Okay, I'll bite for that - what's your threat scenario here?
These aren't threat scenarios. They're advantages to having PGP

Eliminate most spam. Talk with your bank/do trades over email. Talk with your physician. Sign documents.

With webmail-based PGP, people are strongly incentivized to use this to avoid requiring users to sign in to other websites.

I don't think having to sign into other websites is that much of a bother, nor that people are that motivated to talk to their bank or physician on a regular basis that would drive adoption of this sort of thing.

And in return you have to stick all your eggs in one basket, get what would probably end up being a single persistent online identity that goes under your real name (if it's tied to an email address you use for business stuff), and that's owned by a company and may not even be willing to give them back to you (would you even own the private keys if it was being implemented on the server?)

There's really an amazing lack of imagination here, both from a threat avoidance perspective and a potential awesomeness one.

The deployment model is this: one large webmail provider starts doing PGP by default via its webclient. Maybe it provides your with private keys, maybe it doesn't.
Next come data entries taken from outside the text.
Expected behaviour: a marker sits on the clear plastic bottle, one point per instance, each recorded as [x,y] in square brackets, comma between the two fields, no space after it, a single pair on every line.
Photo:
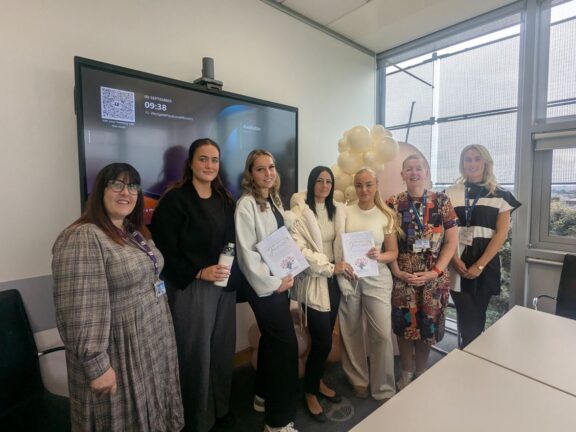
[226,258]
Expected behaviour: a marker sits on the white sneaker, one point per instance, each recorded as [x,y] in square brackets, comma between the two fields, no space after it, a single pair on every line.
[405,379]
[288,428]
[259,404]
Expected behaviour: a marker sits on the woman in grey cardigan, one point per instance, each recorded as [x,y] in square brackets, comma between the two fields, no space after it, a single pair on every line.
[113,316]
[258,214]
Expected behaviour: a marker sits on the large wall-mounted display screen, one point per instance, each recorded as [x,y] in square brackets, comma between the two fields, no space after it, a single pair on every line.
[150,121]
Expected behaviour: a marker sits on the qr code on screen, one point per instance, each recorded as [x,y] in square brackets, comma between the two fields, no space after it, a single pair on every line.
[117,104]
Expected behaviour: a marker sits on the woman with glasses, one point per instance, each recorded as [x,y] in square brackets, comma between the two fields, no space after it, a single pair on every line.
[113,315]
[369,297]
[483,209]
[191,225]
[421,285]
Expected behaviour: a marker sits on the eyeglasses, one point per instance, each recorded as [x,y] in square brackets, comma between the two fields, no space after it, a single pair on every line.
[118,186]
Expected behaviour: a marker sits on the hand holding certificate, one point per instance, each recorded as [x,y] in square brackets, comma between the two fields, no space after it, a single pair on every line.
[281,253]
[355,247]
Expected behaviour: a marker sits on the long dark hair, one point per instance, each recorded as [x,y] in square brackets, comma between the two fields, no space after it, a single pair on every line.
[96,211]
[217,184]
[310,196]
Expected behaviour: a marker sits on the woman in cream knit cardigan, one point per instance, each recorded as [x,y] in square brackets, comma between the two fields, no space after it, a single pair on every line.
[316,223]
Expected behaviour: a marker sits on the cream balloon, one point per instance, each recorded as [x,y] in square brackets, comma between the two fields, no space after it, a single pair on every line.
[370,159]
[350,194]
[336,170]
[343,145]
[338,195]
[349,162]
[379,168]
[358,139]
[343,181]
[386,149]
[379,131]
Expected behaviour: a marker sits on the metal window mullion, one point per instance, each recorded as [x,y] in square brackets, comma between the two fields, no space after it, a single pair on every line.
[543,56]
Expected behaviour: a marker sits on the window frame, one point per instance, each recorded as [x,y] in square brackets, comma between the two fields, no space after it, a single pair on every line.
[544,145]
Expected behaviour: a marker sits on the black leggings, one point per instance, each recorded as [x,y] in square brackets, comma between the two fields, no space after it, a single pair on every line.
[277,369]
[471,309]
[320,325]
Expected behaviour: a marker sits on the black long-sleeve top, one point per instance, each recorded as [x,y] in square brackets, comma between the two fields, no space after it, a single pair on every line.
[191,232]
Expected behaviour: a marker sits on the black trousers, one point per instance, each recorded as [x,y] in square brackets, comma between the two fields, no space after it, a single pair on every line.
[277,374]
[204,317]
[471,309]
[320,326]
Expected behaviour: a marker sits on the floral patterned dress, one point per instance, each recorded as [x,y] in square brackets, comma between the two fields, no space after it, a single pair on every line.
[419,312]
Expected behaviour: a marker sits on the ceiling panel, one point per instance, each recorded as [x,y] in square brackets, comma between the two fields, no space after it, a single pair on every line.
[324,11]
[383,24]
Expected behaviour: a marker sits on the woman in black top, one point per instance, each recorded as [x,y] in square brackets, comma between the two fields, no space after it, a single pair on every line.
[191,225]
[483,209]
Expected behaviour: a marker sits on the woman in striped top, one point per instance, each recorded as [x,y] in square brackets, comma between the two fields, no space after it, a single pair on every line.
[483,209]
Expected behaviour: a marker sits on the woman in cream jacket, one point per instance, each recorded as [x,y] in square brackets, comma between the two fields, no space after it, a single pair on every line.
[316,223]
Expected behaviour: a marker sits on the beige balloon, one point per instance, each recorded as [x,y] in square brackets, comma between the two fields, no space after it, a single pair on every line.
[370,159]
[350,194]
[336,170]
[349,162]
[343,181]
[339,195]
[386,148]
[343,145]
[379,131]
[358,139]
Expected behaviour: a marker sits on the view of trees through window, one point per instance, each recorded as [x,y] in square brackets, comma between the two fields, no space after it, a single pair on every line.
[464,94]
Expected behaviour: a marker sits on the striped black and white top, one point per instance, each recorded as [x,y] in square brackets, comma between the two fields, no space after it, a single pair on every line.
[483,223]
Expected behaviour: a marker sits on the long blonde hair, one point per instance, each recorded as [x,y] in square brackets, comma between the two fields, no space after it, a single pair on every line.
[488,178]
[393,225]
[249,187]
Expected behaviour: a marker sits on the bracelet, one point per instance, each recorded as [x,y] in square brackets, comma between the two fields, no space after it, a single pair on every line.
[439,272]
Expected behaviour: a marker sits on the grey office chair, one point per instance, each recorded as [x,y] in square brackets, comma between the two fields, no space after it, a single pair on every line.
[25,405]
[566,297]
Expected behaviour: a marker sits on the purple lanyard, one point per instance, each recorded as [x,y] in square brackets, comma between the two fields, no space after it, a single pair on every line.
[139,241]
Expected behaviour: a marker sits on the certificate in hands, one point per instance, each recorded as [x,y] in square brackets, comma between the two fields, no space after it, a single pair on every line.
[355,247]
[281,253]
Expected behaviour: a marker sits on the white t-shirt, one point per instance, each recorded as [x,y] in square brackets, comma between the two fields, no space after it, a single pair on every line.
[367,220]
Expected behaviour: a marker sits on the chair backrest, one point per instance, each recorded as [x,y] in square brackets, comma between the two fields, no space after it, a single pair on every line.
[566,299]
[19,366]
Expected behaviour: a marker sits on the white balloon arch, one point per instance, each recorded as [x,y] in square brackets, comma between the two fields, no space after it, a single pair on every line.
[361,147]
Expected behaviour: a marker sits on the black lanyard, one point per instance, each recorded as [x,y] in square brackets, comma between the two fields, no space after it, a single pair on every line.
[137,239]
[421,215]
[467,209]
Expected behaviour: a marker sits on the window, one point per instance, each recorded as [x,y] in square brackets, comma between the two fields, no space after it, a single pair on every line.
[559,21]
[454,91]
[555,189]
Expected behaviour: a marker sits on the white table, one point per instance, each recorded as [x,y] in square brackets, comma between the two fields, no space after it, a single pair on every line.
[465,393]
[536,344]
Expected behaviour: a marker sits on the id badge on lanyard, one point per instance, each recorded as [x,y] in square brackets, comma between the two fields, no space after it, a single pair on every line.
[159,286]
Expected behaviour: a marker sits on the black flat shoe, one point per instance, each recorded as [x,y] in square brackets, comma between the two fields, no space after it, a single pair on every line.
[334,399]
[226,421]
[320,417]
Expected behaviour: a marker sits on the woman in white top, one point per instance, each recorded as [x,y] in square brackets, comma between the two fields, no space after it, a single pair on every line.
[258,214]
[369,297]
[316,222]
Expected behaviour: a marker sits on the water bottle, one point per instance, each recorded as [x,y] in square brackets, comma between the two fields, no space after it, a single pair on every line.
[226,258]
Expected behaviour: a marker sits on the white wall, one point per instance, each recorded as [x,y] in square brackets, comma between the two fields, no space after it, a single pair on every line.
[258,51]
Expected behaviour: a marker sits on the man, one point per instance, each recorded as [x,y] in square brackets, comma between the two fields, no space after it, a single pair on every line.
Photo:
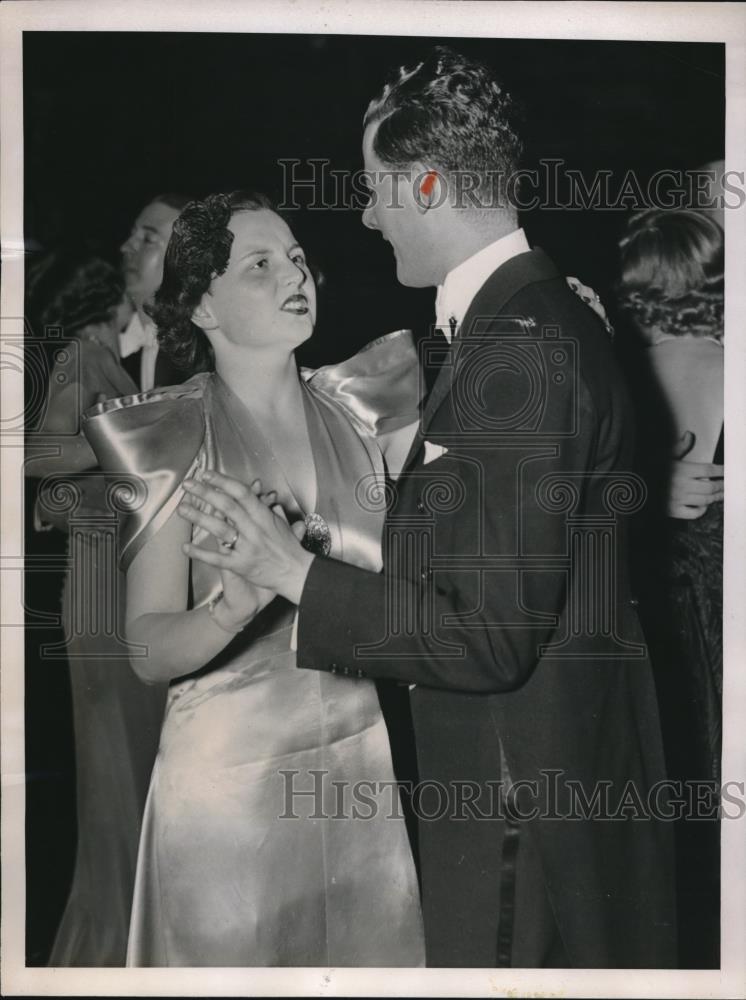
[530,682]
[142,264]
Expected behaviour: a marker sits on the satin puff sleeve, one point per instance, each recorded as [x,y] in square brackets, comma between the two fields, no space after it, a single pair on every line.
[379,387]
[152,441]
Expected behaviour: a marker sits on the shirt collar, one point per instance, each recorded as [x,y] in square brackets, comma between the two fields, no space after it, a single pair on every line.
[137,335]
[455,295]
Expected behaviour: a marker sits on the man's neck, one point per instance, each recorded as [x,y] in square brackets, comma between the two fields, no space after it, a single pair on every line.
[467,238]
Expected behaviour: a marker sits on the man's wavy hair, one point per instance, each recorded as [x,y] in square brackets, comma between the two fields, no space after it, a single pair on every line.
[672,273]
[450,112]
[197,253]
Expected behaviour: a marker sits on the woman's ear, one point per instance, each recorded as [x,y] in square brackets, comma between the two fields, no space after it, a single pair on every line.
[429,188]
[203,316]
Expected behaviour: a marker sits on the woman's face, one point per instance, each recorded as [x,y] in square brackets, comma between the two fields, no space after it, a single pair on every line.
[266,296]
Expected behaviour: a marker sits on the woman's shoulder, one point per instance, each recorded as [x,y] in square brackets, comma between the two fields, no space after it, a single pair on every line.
[141,404]
[162,428]
[680,356]
[149,443]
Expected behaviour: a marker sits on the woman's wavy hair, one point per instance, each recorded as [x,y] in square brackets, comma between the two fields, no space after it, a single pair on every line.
[71,288]
[197,253]
[451,112]
[672,273]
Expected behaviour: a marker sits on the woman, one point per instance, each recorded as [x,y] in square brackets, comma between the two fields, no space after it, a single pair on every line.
[242,861]
[672,287]
[116,717]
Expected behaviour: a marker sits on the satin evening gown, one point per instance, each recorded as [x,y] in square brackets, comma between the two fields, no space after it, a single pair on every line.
[116,720]
[273,835]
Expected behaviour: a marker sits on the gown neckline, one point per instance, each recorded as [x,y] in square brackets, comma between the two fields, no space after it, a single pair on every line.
[239,414]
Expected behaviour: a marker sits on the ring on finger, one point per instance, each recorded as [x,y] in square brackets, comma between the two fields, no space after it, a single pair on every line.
[232,543]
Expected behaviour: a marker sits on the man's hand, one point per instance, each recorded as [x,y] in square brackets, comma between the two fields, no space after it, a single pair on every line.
[692,486]
[592,300]
[256,543]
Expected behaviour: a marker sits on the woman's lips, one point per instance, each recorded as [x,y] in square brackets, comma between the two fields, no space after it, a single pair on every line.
[297,304]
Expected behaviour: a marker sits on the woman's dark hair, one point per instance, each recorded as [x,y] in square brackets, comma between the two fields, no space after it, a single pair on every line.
[451,112]
[672,277]
[71,288]
[198,252]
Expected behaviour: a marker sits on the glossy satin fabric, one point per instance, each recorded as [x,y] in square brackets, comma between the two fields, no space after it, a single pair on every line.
[116,723]
[378,389]
[237,866]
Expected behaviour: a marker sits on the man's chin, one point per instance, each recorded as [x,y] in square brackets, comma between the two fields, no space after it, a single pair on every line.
[408,279]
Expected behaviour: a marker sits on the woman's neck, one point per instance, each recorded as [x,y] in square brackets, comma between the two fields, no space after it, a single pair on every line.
[264,381]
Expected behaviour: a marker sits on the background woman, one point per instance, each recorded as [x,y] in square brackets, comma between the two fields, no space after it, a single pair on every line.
[116,717]
[242,861]
[672,289]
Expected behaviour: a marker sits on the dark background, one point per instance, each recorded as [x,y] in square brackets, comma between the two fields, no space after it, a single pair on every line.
[110,119]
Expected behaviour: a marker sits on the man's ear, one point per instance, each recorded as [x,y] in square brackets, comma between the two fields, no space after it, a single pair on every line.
[429,188]
[203,316]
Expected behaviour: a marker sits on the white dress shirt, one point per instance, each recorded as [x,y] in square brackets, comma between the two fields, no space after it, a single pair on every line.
[141,335]
[455,295]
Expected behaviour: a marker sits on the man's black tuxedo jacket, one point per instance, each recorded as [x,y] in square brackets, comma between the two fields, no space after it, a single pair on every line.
[517,548]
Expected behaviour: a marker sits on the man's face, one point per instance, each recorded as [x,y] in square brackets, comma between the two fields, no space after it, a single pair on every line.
[144,250]
[394,211]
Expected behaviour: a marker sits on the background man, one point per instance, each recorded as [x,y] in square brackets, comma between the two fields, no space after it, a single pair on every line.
[142,264]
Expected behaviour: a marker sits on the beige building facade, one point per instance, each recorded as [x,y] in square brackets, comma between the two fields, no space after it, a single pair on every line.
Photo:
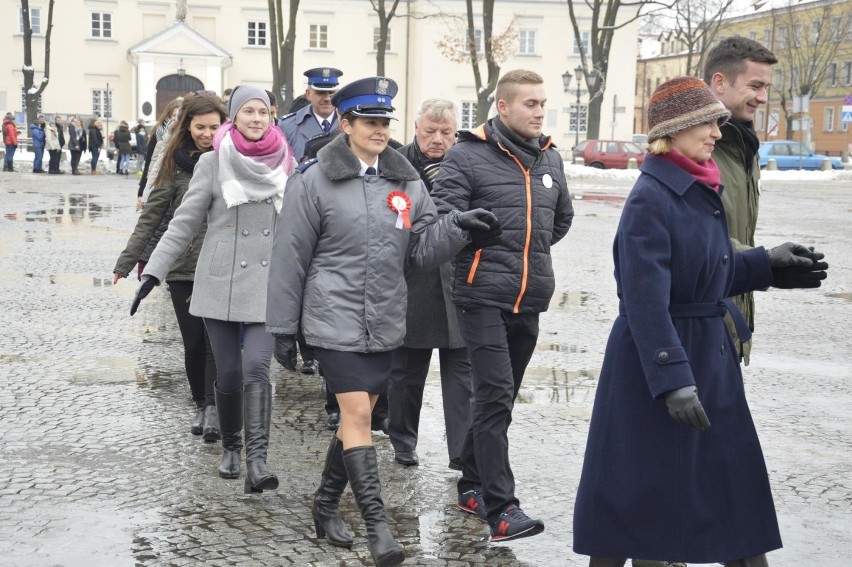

Fact is that it doesn't much matter, because as soon as a large webmail provider starts doing PGP/PKI, the two biggest problems with adoption (namely, that there's no one to use it with, and it's kind of a pain to use anyhow) are basically solved. And as soon as this happens, there starts being a competitive market where providers can begin improving on each other's implementations. Any provider that doesn't give users their private keys won't have much of an ethical argument for doing so, and so it probably would, anyway. There will, as always happens, be a feature war, except with PGP involved some of that war will involve privacy/encryption/reliability concerns.

(PGP also makes spear phishing much harder).

That would probably break email search and ads.
Where would the private keys be stored? How do you handle the use-case of a non-technical user losing their laptop?
I'm talking about the non-extreme-security case of where the online email provider stores your private keys.
So, in practical terms, how would this be more secure than what we have now? The main crux of PRISM is that they have highly automated mechanisms of accessing user data from many major internet companies. If you store your private keys alongside that, what are you trying to protect against?
The point isn't to hide data from the NSA. The point is that widely-used PGP would be really useful for all kinds of reasons, but that we don't have it because it would be inconvenient for the NSA if we did (they wouldn't be able to read the world's email, e.g.).

In practical terms, it would mean we could talk with physicians, brokers, banks. We could sign documents. We could get rid of nearly all spam. I mean, the advantages of widely deployed PKI are MASSIVE. And the quickest way to get there is to have webmail providers deploy it.

Where would the private keys be stored? What happens if I lose my laptop?